Part of the funding for the £315 million will come from privatising Belfast Port. The sale is expected to raise £90 million. Privatisation of state resources is a flawed policy and one would think that New Labour would have learned from having to clean up the mess left by the Tories privatisation programme.

It is also unclear if this funding is truly additional to the existing budgetary allocations for spending in the Six Counties. For example we have yet to see a commitment from the British Government to transfer spending from the military war economy to a peace dividend. The £315 million announced by Brown is an impressive sum but it is small beer compared to the billions spent yearly on maintaining the British military presence in Ireland.

Brown talked of Frameworks for Peace and Prosperity. They are meaningless without a parallel framework for National Democracy.


Smurfit's 35% wage increase


The six executive directors of the Jefferson Smurfit Group must be very happy people this week. They pocketed an average of £2 million each last year in basic salaries, long-term incentives, annual bonuses and pension contributions.

The six included four Smurfit family members including Michael, Dermot, Alan and Tony as well as chief operations officer Paddy Wright and finance director Ray Curran.

The £2m payout was a 35% increase on 1996 well ahead of what most other Irish workers will be paid under the Partnership 2000 agreement this year. The payout is also the highest payout to executive directors of an Irish public company in 1997.

It all goes to show that some people don't need to buy lottery tickets because they're guaranteed a win every year.

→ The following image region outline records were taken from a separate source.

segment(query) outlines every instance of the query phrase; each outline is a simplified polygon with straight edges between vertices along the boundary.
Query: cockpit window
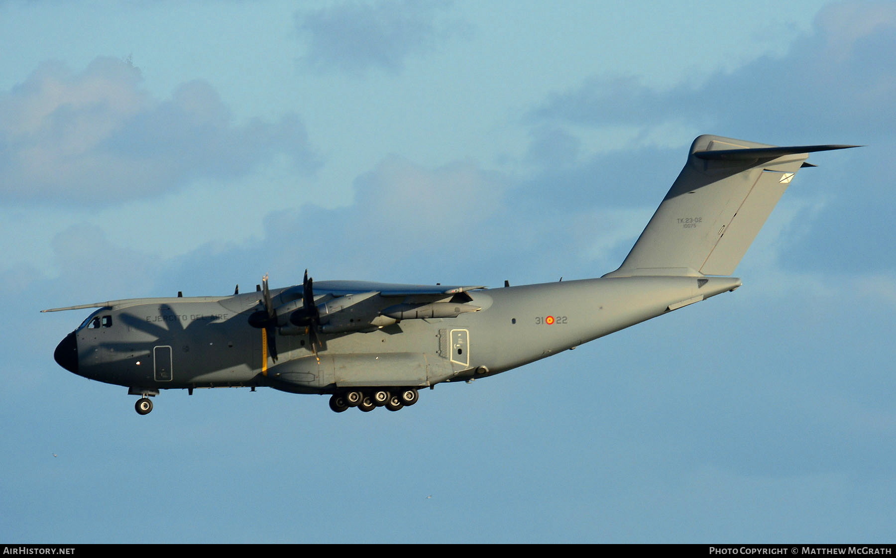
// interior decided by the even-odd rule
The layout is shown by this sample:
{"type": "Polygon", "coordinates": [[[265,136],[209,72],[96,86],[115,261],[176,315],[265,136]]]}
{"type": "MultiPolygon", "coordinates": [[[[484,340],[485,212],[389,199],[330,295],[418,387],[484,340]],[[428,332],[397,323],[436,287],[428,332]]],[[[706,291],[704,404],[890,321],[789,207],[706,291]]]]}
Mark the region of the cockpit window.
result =
{"type": "Polygon", "coordinates": [[[104,314],[100,313],[108,312],[108,308],[100,308],[97,310],[90,315],[87,316],[87,319],[81,322],[78,327],[79,330],[83,330],[87,328],[88,330],[95,330],[97,328],[110,328],[112,327],[112,315],[104,314]]]}

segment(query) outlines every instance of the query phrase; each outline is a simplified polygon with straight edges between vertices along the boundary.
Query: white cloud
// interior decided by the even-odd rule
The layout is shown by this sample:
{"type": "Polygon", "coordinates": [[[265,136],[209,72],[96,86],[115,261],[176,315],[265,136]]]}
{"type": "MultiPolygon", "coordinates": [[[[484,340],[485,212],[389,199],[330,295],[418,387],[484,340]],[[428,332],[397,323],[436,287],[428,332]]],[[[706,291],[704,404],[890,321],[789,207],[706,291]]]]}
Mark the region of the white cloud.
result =
{"type": "Polygon", "coordinates": [[[297,171],[314,167],[294,115],[236,124],[204,82],[163,100],[142,81],[131,64],[98,57],[80,73],[43,64],[0,93],[0,200],[115,203],[241,176],[278,154],[297,171]]]}

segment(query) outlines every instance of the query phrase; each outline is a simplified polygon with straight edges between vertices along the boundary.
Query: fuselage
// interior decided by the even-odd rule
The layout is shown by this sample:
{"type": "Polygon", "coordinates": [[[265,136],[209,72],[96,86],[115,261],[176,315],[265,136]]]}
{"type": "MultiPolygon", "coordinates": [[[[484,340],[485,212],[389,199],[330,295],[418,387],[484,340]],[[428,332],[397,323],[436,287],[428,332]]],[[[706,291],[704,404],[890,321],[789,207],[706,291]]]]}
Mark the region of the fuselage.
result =
{"type": "MultiPolygon", "coordinates": [[[[306,330],[278,328],[271,347],[266,331],[249,325],[258,293],[115,301],[69,334],[56,357],[80,375],[145,391],[432,386],[504,372],[739,285],[728,277],[624,277],[471,290],[478,312],[323,333],[316,354],[306,330]]],[[[325,281],[314,287],[317,298],[328,293],[325,281]]],[[[396,302],[348,296],[380,309],[396,302]]]]}

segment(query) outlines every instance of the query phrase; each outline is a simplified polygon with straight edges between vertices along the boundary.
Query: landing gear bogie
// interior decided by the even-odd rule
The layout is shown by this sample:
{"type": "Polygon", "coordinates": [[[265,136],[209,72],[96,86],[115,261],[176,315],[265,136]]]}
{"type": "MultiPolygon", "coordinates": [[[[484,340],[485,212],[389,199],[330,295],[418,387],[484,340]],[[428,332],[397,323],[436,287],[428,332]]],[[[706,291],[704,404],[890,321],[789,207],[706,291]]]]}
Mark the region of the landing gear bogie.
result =
{"type": "Polygon", "coordinates": [[[417,388],[365,388],[340,391],[330,397],[330,408],[334,413],[341,413],[351,407],[357,407],[364,413],[369,413],[377,407],[384,407],[390,411],[397,411],[410,407],[420,399],[417,388]]]}

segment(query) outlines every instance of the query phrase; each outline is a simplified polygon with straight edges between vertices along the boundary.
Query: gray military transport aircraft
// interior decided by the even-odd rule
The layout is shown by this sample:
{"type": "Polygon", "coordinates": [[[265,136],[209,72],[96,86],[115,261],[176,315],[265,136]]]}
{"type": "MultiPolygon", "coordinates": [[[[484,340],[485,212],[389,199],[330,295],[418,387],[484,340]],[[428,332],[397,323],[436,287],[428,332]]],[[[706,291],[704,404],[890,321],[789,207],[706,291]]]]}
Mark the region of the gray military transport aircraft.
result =
{"type": "Polygon", "coordinates": [[[713,135],[687,162],[632,251],[599,279],[487,289],[314,282],[224,296],[127,298],[98,308],[54,355],[128,388],[137,412],[159,390],[266,386],[396,411],[418,390],[491,376],[741,285],[730,277],[813,151],[713,135]]]}

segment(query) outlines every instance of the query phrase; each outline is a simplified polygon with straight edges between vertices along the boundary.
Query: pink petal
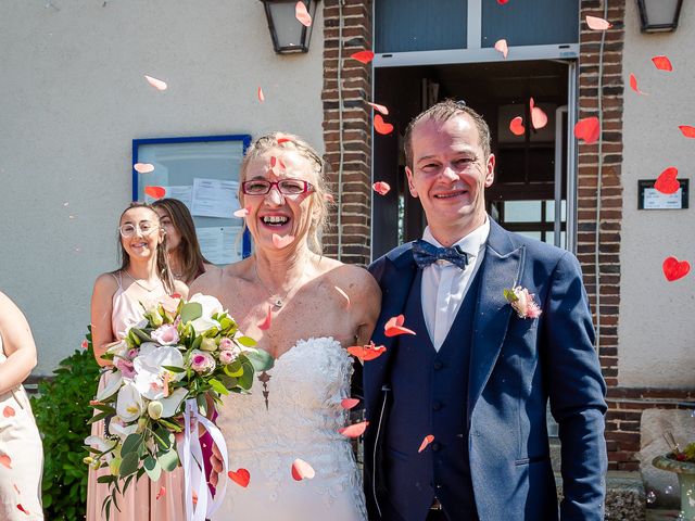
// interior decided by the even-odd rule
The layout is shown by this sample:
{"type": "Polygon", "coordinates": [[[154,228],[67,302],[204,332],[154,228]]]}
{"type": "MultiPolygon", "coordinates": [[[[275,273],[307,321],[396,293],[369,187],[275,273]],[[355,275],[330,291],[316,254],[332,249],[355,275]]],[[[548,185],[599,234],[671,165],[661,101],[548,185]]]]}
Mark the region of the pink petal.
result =
{"type": "Polygon", "coordinates": [[[311,27],[312,25],[312,15],[306,11],[306,5],[301,0],[296,2],[294,7],[294,17],[300,21],[300,23],[306,27],[311,27]]]}
{"type": "Polygon", "coordinates": [[[144,75],[144,79],[148,80],[148,84],[150,84],[152,87],[154,87],[156,90],[166,90],[166,82],[162,81],[161,79],[156,79],[153,78],[152,76],[148,76],[147,74],[144,75]]]}
{"type": "Polygon", "coordinates": [[[507,40],[504,38],[502,40],[495,41],[495,50],[500,51],[504,59],[507,59],[507,54],[509,53],[509,48],[507,47],[507,40]]]}
{"type": "Polygon", "coordinates": [[[589,26],[590,29],[593,30],[606,30],[609,29],[610,27],[612,27],[611,24],[608,23],[608,21],[604,20],[604,18],[598,18],[596,16],[589,16],[586,15],[586,25],[589,26]]]}

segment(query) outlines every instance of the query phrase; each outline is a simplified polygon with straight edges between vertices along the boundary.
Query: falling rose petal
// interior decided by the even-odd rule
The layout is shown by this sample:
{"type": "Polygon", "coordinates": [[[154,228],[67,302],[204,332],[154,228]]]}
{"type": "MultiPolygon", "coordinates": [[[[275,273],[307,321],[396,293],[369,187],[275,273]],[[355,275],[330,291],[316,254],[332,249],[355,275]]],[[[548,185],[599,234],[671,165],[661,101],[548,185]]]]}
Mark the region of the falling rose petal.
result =
{"type": "Polygon", "coordinates": [[[150,84],[152,87],[154,87],[156,90],[166,90],[166,82],[162,81],[161,79],[156,79],[153,78],[152,76],[148,76],[147,74],[144,75],[144,79],[148,80],[148,84],[150,84]]]}
{"type": "Polygon", "coordinates": [[[432,434],[428,434],[427,436],[425,436],[425,440],[422,440],[422,443],[420,443],[420,448],[418,448],[417,452],[421,453],[433,441],[434,441],[434,436],[432,434]]]}
{"type": "Polygon", "coordinates": [[[523,127],[523,118],[521,116],[517,116],[511,122],[509,122],[509,130],[515,136],[523,136],[526,132],[526,128],[523,127]]]}
{"type": "Polygon", "coordinates": [[[7,454],[3,454],[2,456],[0,456],[0,465],[12,470],[12,458],[7,454]]]}
{"type": "Polygon", "coordinates": [[[348,353],[362,361],[374,360],[386,352],[387,348],[383,345],[375,345],[374,342],[369,342],[367,345],[351,345],[348,347],[348,353]]]}
{"type": "Polygon", "coordinates": [[[292,462],[292,478],[294,478],[294,481],[313,480],[315,475],[314,468],[303,459],[296,458],[292,462]]]}
{"type": "Polygon", "coordinates": [[[273,233],[273,244],[275,244],[275,247],[279,250],[282,250],[283,247],[291,244],[293,240],[294,240],[294,236],[282,237],[282,236],[278,236],[277,233],[273,233]]]}
{"type": "Polygon", "coordinates": [[[574,125],[574,137],[583,139],[586,144],[594,143],[601,136],[601,123],[596,116],[580,119],[574,125]]]}
{"type": "Polygon", "coordinates": [[[247,206],[245,208],[240,208],[236,211],[233,213],[233,216],[239,217],[240,219],[243,219],[247,215],[249,215],[249,212],[251,212],[251,206],[247,206]]]}
{"type": "Polygon", "coordinates": [[[138,174],[149,174],[154,171],[154,165],[151,163],[136,163],[132,165],[132,168],[135,168],[135,171],[138,174]]]}
{"type": "Polygon", "coordinates": [[[604,18],[598,18],[596,16],[589,16],[586,15],[586,25],[589,26],[590,29],[593,30],[606,30],[609,29],[610,27],[612,27],[611,24],[608,23],[608,21],[604,20],[604,18]]]}
{"type": "Polygon", "coordinates": [[[340,405],[343,409],[350,410],[353,407],[356,407],[359,404],[359,398],[343,398],[340,402],[340,405]]]}
{"type": "Polygon", "coordinates": [[[304,25],[305,27],[312,26],[312,15],[308,14],[308,11],[306,11],[306,5],[304,5],[304,2],[302,2],[302,0],[296,2],[296,5],[294,5],[294,17],[299,20],[300,24],[304,25]]]}
{"type": "Polygon", "coordinates": [[[667,56],[654,56],[652,61],[654,62],[654,66],[659,71],[667,71],[669,73],[673,71],[673,65],[671,65],[671,61],[667,56]]]}
{"type": "Polygon", "coordinates": [[[382,136],[388,136],[393,131],[393,125],[386,123],[381,114],[374,116],[374,129],[382,136]]]}
{"type": "Polygon", "coordinates": [[[350,58],[353,58],[355,60],[357,60],[358,62],[362,63],[369,63],[371,60],[374,60],[374,52],[371,51],[358,51],[358,52],[354,52],[350,55],[350,58]]]}
{"type": "Polygon", "coordinates": [[[273,319],[273,308],[268,306],[268,313],[261,323],[258,323],[258,329],[262,331],[266,331],[270,328],[270,320],[273,319]]]}
{"type": "Polygon", "coordinates": [[[669,282],[682,279],[691,270],[691,264],[687,260],[679,260],[675,257],[666,258],[661,267],[664,269],[666,280],[669,282]]]}
{"type": "Polygon", "coordinates": [[[503,38],[501,40],[495,41],[495,51],[501,52],[502,56],[506,60],[507,54],[509,53],[509,48],[507,47],[507,40],[503,38]]]}
{"type": "Polygon", "coordinates": [[[678,179],[678,168],[674,166],[669,166],[666,170],[659,174],[656,182],[654,183],[654,188],[656,188],[661,193],[675,193],[678,189],[681,188],[681,183],[678,179]]]}
{"type": "Polygon", "coordinates": [[[681,132],[686,138],[695,138],[695,127],[691,127],[690,125],[679,125],[681,132]]]}
{"type": "Polygon", "coordinates": [[[630,73],[630,88],[634,90],[637,94],[648,96],[646,92],[642,92],[637,87],[637,78],[634,74],[630,73]]]}
{"type": "Polygon", "coordinates": [[[403,327],[404,321],[405,317],[403,315],[390,318],[383,327],[383,334],[386,334],[387,336],[397,336],[399,334],[415,334],[415,331],[413,331],[412,329],[403,327]]]}
{"type": "Polygon", "coordinates": [[[338,432],[343,436],[348,437],[359,437],[364,434],[368,421],[361,421],[359,423],[353,423],[352,425],[343,427],[342,429],[338,429],[338,432]]]}
{"type": "Polygon", "coordinates": [[[227,475],[231,481],[244,488],[249,486],[249,482],[251,481],[251,474],[247,469],[239,469],[236,472],[233,470],[230,470],[229,472],[227,472],[227,475]]]}
{"type": "Polygon", "coordinates": [[[164,187],[144,187],[144,193],[152,199],[162,199],[166,195],[166,189],[164,187]]]}
{"type": "Polygon", "coordinates": [[[379,195],[386,195],[391,190],[391,186],[388,182],[383,182],[383,181],[375,182],[371,186],[371,188],[374,188],[374,191],[377,192],[379,195]]]}
{"type": "Polygon", "coordinates": [[[378,111],[381,114],[383,114],[384,116],[389,115],[389,110],[386,106],[380,105],[379,103],[371,103],[370,101],[368,101],[367,104],[371,106],[375,111],[378,111]]]}

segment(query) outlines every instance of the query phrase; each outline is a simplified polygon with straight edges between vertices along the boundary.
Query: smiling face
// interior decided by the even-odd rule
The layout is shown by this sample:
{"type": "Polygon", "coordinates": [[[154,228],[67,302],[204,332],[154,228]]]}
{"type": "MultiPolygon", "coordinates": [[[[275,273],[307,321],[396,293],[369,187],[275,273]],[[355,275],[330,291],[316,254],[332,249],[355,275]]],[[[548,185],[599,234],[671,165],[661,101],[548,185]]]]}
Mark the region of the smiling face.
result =
{"type": "MultiPolygon", "coordinates": [[[[243,181],[299,179],[316,186],[316,165],[292,149],[270,148],[249,162],[243,181]],[[275,164],[275,166],[273,166],[275,164]],[[283,167],[285,166],[285,167],[283,167]]],[[[242,206],[249,208],[247,226],[256,247],[277,250],[273,234],[293,236],[293,244],[306,241],[315,218],[314,192],[293,195],[280,193],[277,185],[265,195],[241,194],[242,206]]]]}
{"type": "Polygon", "coordinates": [[[495,157],[485,157],[467,114],[419,122],[412,147],[413,167],[405,169],[410,194],[420,200],[434,237],[456,242],[484,223],[484,189],[494,180],[495,157]]]}

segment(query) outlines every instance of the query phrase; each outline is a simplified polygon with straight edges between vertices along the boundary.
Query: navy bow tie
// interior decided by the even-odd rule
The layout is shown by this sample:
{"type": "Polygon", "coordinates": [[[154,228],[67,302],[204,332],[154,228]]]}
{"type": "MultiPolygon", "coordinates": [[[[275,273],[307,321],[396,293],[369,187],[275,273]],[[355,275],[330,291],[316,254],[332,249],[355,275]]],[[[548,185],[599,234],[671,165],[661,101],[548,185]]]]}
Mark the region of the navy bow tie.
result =
{"type": "Polygon", "coordinates": [[[413,258],[418,268],[427,268],[437,260],[448,260],[460,269],[465,269],[468,264],[468,254],[459,245],[437,247],[434,244],[422,240],[413,243],[413,258]]]}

House builders must be regulated


Picture the scene. You go into a shop and price your good. You hand over a deposit agreeing to pay the balance later on delivery. The delivery date looms and as you ready yourself to take possession the vendor tells you that the price has risen by 28%. What do you do?

For one Dublin family this week the outcome to this scenario was in Dublin's High Court and the good in question was a new house whose price rose from £129,000 in October 1997 to £165,000 in February 1998.

The building contractors had claimed the reason for the increases was to cover cost of materials which had risen due to the changing value of the punt against sterling. The fact that house prices generally had risen significantly during this period was not an issue.

The High Court judge Justice McCracken ruled that though he had ``very considerable sympathy'' for the position of the Lakes family who had been attempting to buy a new house from Durkan New Homes Ltd the £2,000 deposit did not constitute a contract between the two parties.

The judgement must have come as a shock to thousands of home buyers across the 26 Counties who initiate house purchases believing that by paying a deposit an agreement has been made on the final price they will pay. The judgement empowers builders and developers while putting home buyers in a very difficult position.

Coming only two weeks after the Bacon report on spiralling house prices in the 26 Counties the judgement emphasises yet again the need for immediate action from the Dublin Government to regulate the state's housing sector. The free market is clearly failing.